Definitely worth a listen.

------
RBr
I've found that there is a significant lack of quality, tech business startup
podcasts. I think a lot of it has to do with folks just being so busy.

I've tried to get into This Week In Startups but I usually just pick-and-
choose the good guests to download once in a while.

I've often thought that I'd like to make a podcast where every week, a new
topic is outlined. From accounting to HR to ideas and well beyond, pick one
topic every week and assemble conference segments that revolve around the
topic. Licensing and distribution rights would certainly be a challenge, but
imagine having a cross-conference view of a single topic. Build episodes into
a linear "course" of startup topics and I bet you'd really have something.

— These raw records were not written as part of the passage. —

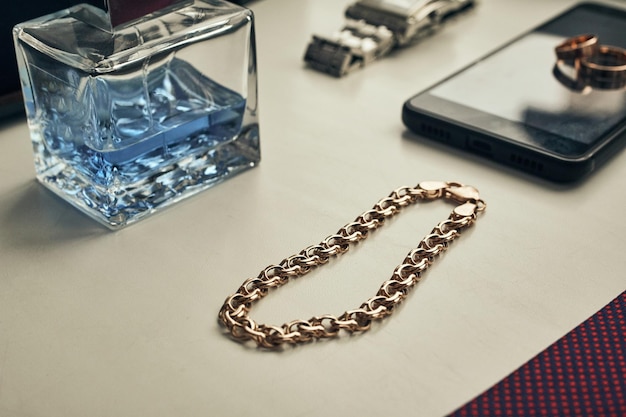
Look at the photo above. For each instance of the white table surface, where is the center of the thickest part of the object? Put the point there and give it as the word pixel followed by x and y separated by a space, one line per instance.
pixel 99 323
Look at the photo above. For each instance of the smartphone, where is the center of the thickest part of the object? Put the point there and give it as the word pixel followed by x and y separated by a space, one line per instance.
pixel 509 106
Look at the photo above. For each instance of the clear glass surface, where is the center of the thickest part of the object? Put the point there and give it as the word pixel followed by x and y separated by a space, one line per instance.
pixel 126 122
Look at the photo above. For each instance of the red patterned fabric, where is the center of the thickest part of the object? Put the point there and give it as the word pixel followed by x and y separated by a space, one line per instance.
pixel 582 374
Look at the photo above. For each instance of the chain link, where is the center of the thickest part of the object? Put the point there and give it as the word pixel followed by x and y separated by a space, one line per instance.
pixel 234 313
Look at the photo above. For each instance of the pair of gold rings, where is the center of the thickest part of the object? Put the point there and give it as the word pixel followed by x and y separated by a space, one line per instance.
pixel 595 66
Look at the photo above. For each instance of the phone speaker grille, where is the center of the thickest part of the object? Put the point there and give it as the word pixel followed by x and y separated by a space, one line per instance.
pixel 526 163
pixel 434 131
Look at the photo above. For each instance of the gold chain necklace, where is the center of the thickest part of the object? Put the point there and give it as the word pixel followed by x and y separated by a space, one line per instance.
pixel 234 313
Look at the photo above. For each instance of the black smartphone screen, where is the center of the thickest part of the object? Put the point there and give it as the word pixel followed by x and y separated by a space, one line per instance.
pixel 513 96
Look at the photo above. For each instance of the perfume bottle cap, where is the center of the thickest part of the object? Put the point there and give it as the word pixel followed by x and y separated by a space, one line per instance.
pixel 122 11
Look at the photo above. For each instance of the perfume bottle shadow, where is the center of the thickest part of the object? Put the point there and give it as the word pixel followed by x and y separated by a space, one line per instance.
pixel 33 215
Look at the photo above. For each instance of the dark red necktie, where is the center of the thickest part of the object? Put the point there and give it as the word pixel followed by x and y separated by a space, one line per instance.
pixel 583 374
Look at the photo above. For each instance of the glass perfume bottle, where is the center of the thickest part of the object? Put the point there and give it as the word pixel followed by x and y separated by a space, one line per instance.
pixel 128 117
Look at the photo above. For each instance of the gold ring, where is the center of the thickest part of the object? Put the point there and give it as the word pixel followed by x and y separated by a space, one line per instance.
pixel 606 69
pixel 577 47
pixel 574 83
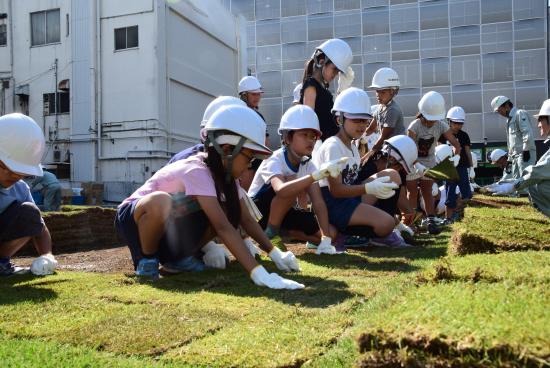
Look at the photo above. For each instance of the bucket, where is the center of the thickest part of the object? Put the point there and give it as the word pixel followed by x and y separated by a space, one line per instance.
pixel 77 200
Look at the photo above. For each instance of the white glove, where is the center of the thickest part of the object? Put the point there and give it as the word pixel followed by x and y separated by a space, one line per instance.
pixel 332 168
pixel 44 265
pixel 455 159
pixel 401 227
pixel 285 261
pixel 419 168
pixel 214 255
pixel 382 188
pixel 252 248
pixel 273 281
pixel 325 246
pixel 500 189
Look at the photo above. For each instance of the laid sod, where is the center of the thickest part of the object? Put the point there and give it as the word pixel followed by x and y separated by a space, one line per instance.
pixel 384 307
pixel 491 228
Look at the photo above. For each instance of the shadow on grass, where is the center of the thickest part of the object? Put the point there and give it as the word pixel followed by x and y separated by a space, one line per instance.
pixel 354 261
pixel 318 293
pixel 12 293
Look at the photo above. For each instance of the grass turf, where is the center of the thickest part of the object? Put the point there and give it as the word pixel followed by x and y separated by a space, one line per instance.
pixel 221 319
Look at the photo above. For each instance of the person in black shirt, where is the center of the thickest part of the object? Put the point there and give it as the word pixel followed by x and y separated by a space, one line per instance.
pixel 456 118
pixel 330 58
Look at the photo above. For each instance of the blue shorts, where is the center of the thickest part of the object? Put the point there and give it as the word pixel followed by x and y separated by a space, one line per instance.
pixel 184 230
pixel 339 209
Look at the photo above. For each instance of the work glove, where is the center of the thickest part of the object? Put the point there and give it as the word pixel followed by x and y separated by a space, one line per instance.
pixel 273 281
pixel 382 188
pixel 285 261
pixel 44 265
pixel 401 227
pixel 455 160
pixel 501 189
pixel 326 247
pixel 472 173
pixel 214 255
pixel 419 168
pixel 332 168
pixel 252 248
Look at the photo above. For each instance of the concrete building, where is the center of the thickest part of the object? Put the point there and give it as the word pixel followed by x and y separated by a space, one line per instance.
pixel 117 86
pixel 468 50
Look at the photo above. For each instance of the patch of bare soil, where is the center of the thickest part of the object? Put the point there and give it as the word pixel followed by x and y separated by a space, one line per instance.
pixel 379 349
pixel 112 260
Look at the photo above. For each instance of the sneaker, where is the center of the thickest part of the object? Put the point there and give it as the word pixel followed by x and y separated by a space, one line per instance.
pixel 278 242
pixel 339 243
pixel 8 269
pixel 356 241
pixel 429 224
pixel 394 240
pixel 186 264
pixel 148 267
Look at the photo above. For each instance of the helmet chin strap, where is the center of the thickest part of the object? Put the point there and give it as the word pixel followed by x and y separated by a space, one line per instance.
pixel 229 158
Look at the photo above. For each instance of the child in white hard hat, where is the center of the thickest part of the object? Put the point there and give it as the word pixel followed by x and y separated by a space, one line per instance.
pixel 21 149
pixel 289 172
pixel 426 131
pixel 172 217
pixel 456 118
pixel 343 194
pixel 330 58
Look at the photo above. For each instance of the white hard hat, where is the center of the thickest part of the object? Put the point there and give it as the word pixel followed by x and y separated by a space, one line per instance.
pixel 498 101
pixel 299 117
pixel 22 144
pixel 497 154
pixel 353 101
pixel 338 52
pixel 250 84
pixel 296 93
pixel 385 78
pixel 442 152
pixel 456 114
pixel 545 109
pixel 44 265
pixel 432 106
pixel 242 121
pixel 403 149
pixel 217 103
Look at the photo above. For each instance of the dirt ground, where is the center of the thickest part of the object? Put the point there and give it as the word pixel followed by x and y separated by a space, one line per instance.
pixel 112 260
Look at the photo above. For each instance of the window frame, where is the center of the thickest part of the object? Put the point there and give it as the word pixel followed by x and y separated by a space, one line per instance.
pixel 125 38
pixel 45 12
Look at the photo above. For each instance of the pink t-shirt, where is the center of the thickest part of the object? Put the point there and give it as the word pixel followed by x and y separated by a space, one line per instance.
pixel 190 176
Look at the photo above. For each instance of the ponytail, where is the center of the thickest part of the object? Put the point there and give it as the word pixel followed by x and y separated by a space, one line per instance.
pixel 224 190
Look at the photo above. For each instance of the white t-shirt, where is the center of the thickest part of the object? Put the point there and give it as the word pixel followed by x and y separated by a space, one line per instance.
pixel 332 149
pixel 275 165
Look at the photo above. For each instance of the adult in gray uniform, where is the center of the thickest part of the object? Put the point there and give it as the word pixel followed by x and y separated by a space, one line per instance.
pixel 521 142
pixel 535 178
pixel 388 118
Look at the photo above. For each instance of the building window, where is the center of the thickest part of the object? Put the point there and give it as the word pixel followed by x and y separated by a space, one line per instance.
pixel 45 27
pixel 61 105
pixel 126 38
pixel 3 35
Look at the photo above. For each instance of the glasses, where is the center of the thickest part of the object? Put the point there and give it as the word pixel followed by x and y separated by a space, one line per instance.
pixel 249 157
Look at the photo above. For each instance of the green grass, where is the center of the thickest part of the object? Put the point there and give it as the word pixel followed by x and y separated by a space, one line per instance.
pixel 493 229
pixel 221 319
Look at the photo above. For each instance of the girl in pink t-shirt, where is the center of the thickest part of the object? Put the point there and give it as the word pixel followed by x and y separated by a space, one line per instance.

I listen to these regularly. I think they're all quite good. Generally, I
don't listen to podcasts to solve a problem. I use them to expand my knowledge
and open my mind to new ideas. With that in mind, here is my list:

Harvard Business Review IdeaCast
<http://feeds.harvardbusiness.org/harvardbusiness/ideacast>

TedTalks <http://feeds.feedburner.com/TEDTalks_video>

The 37Signals Podcast <http://feeds.feedburner.com/37signals_podcast>

Help! My Business Sucks (give this upbeat Brit a chance, he has some good
ideas) <http://helpmybusiness.com/feed/>

They took down the Apple Podcast, but you can stream Brain Brew Radio:
<http://brainbrewradio.com/>

------
GEOD
If you are looking for real world advice from a down-to-earth guy who also
happens to have started over a dozen businesses over the past 40+ years,and
started Duquesne's entrepreneurial studies program-here's the site to load the
ipod up at <http://taeradio.com/episodes/.Ive> been listening to Ron Morris on
The American Entrepreneur for over 10 years on 1360AM in Pittsburgh,but he's
available to everyone via .com, podcast, ustream, and Talkshoe.He is truly a
man who has worked long and hard to make his own millions(and his fair share
of mistakes) and is looking to give back,unlike so many out there who are just
talking heads in love with their own voices and looking to cash in on today's
economic and business climate.He's live on weekdays 3-6PM EST and Saturdays
from9-noon,but from the link above you can download past shows anytime.He
covers all the concerns for start-ups,talking to accountants,insurance
experts,bankers and lawyers who specialize in helping everyday people trying
to realize their dreams.I wish this kind of advice had been around when I
started my business,but the advice from the show still helps me save and make
$$ after being at it for 30 years. He also has many successful internationally
known businessmen on his show and they share their start-up experiences with
him.If you're looking for real "in the trenches" info check it out-GEOD

------
Evamarie
They're hard to find, that's for sure. Even if I manage to land on an
interesting episode or two, I often lose interest as the rest of the shows
seem to fall short of that initial first impression.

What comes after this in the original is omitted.